Kamis, 07 Desember 2017

Sejarah Kawruh Condro Sengkolo 4 ( Sejarah Dhuwojo Lanjutan )

Prajurit Laskar Gagak Pito 

Setelah berakhirnya kejayaan Gusti Patih Jayaningrat dengan bergodho Pasukanya Ardha Dedali, lambang dari Dhuwaja juga turut lenyap dan baru muncul kembali masa meletusnya perang jawa. Seperti tersebut diatas Gusti Patih Jayaningrat memiliki putra sebelas orang dan hanya satu yang laki-laki bernama pengeran Ariyo Wirobumi yang juga mengabdi di Metaram menjadi Senopati Bergelar Raden Tumenggung Banteng Mataram dan bermukim di Saptosari Gunungkidul. Beliau hanya memiki seorang putra bernama Muchammad Ilyas Sidiq akan tetapi memiliki kondisi yang kurang sempurna dengan dikaruniai cacat fisik berupa lumpuh di kaki sehingga tidak bisa berjalan. Akan tetapi karena beliau masih memiliki darah keturunan Sambi Pitu sehingga walaupun kondisinya sedemikian beliau juga memiliki kesaktian yang sangat tinggi. Beliau menikah dengan Gusti Raden Ayu Retno Martuti Prawirodirjo cucu Pakubuono dari Solo bibi dari Panglima Ali Basah Sentot Prawirodirjo.

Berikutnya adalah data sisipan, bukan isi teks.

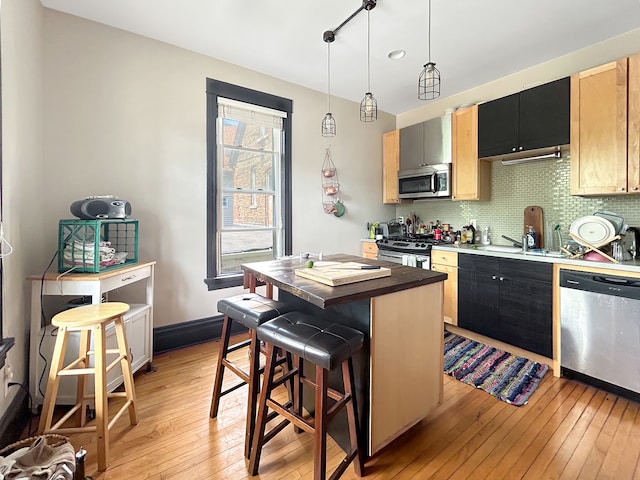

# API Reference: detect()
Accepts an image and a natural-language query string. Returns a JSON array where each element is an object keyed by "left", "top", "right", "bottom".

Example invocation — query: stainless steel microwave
[{"left": 398, "top": 163, "right": 451, "bottom": 199}]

Pada masa bergolaknya perang jawa dimana Panglima Alibasah Abdul Mustafa Prawiradirja atau Ali Basyah Sentot Prawirodirjo berperan sebagai Panglima Pasukan Laskar Bulkiyah atau pasukan berkuda khusus satuan elit  pengawal Pangeran Diponegoro yang sangat pemberani dan sangat ditakuti oleh pihak Belanda .

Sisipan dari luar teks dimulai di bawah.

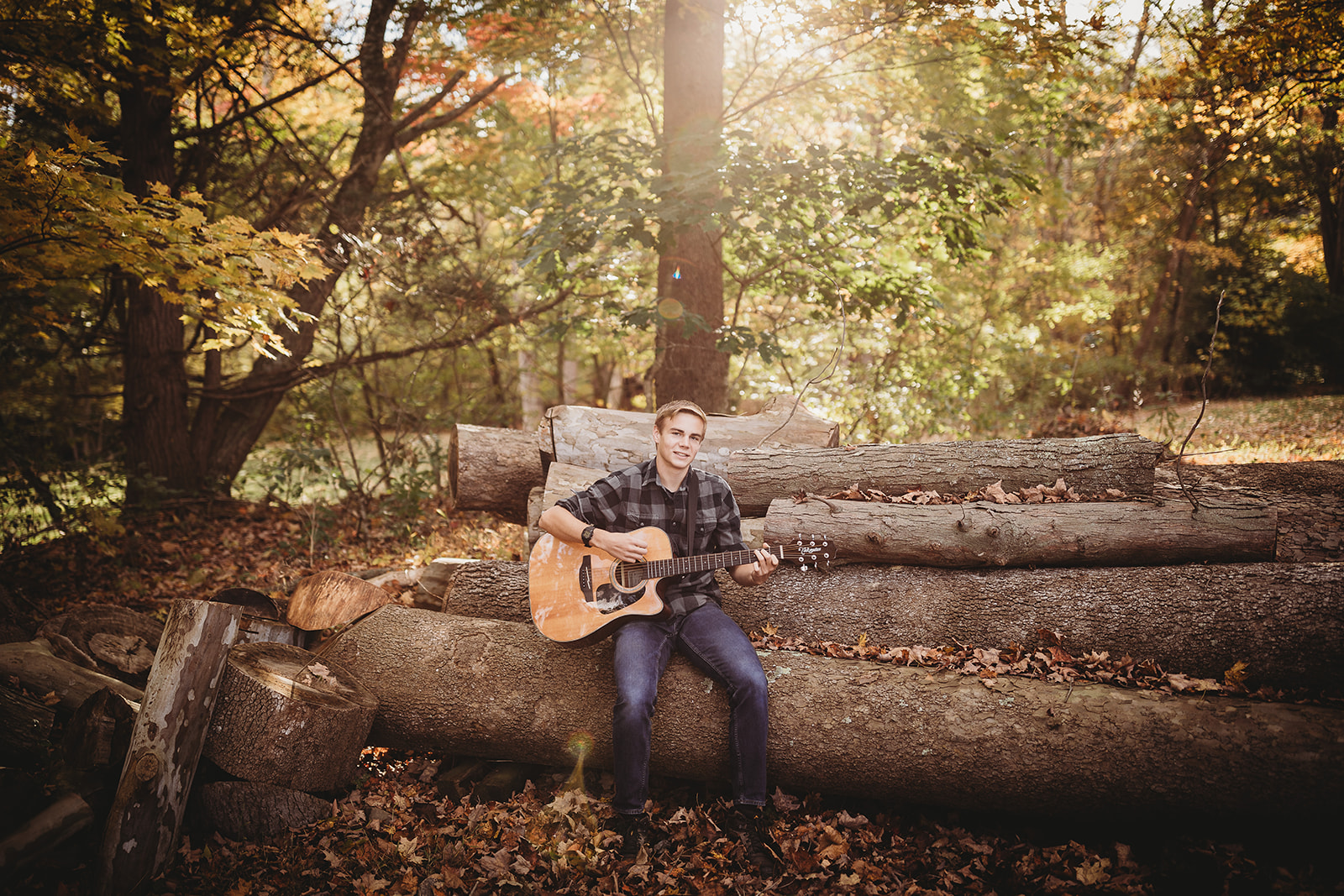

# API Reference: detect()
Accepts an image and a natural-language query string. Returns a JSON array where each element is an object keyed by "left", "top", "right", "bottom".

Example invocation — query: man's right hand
[{"left": 593, "top": 529, "right": 649, "bottom": 563}]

Kanjeng Pangeran Diponegoro


Pada pertengahan tahun 1825, tepatnya pada awal Juli 1825, Patih Danureja IV, kolabolator Belanda yang setia, telah memerintahkan pejabat-pejabat kesultanan Yogyakarta untuk membuat jalan, di mana antara lain menembus tanah milik Diponegoro dan neneknya di Tegalrejo. Penggunaan tanah milik Diponegoro untuk jalan tanpa sepengetahuan Diponegoro sebagai pemiliknya. Oleh karena itu Diponegoro memerintahkan pegawai-pegawainya untuk mencabut tonggak-tonggak yang dipancangkan sebagai tanda pembuatan jalan oleh Patih Danureja IV. Tindakan Diponegoro ini diikuti oleh protes keras dan menuntut supaya Patih Danureja dipecat dari jabatannya. Tetapi A.H. Smisaert, selaku Residen Belanda di Yogyakarta menolak dan menekan sultan untuk tetap mempertahankan Patih Danureja IV.

Suasana tegang ini dikeruhkan oleh informasi yang menyatakan bahwa penguasa kolonial Belanda akan menangkap Diponegoro. Mendengar berita ini, rakyat yang telah dendam dan marah terhadap penguasa kolonial Belanda berkumpul menyatakan setia untuk membela dan mempertahankan Diponegoro, jika rencana penangkapan itu terjadi. Ketegangan ini menimhulkan kegelisahan.

Langkah pertama yang ditempuh oleh Diponegoro adalah mengeluarkan seruan kepada seluruh rakyat Mataram untuk sama-sama berjuang menentang penguasa kolonial Belanda dan para tiran, yang senantiasa menindas rakyat. Seruan itu antara lain berbunyi: “Saudara-saudara di tanah dataran! Apabila saudura-¬saudara mencintai saya, datanglah dan bersama-sama saya dan paman saya ke Selarong. Siapa saja yang mencintai saya datangdah segera dan bersiap-siap untuk bertempur.” Seruan ini disebar-luaskan di seluruh tanah Mataram, khusuanya di Jawa Tengah dan mendapat sambutan hampir sebagian besar lapisan masyarakat. Dan daerah Selarong penuh sesak, dipenuhi oleh pasukan rakyat!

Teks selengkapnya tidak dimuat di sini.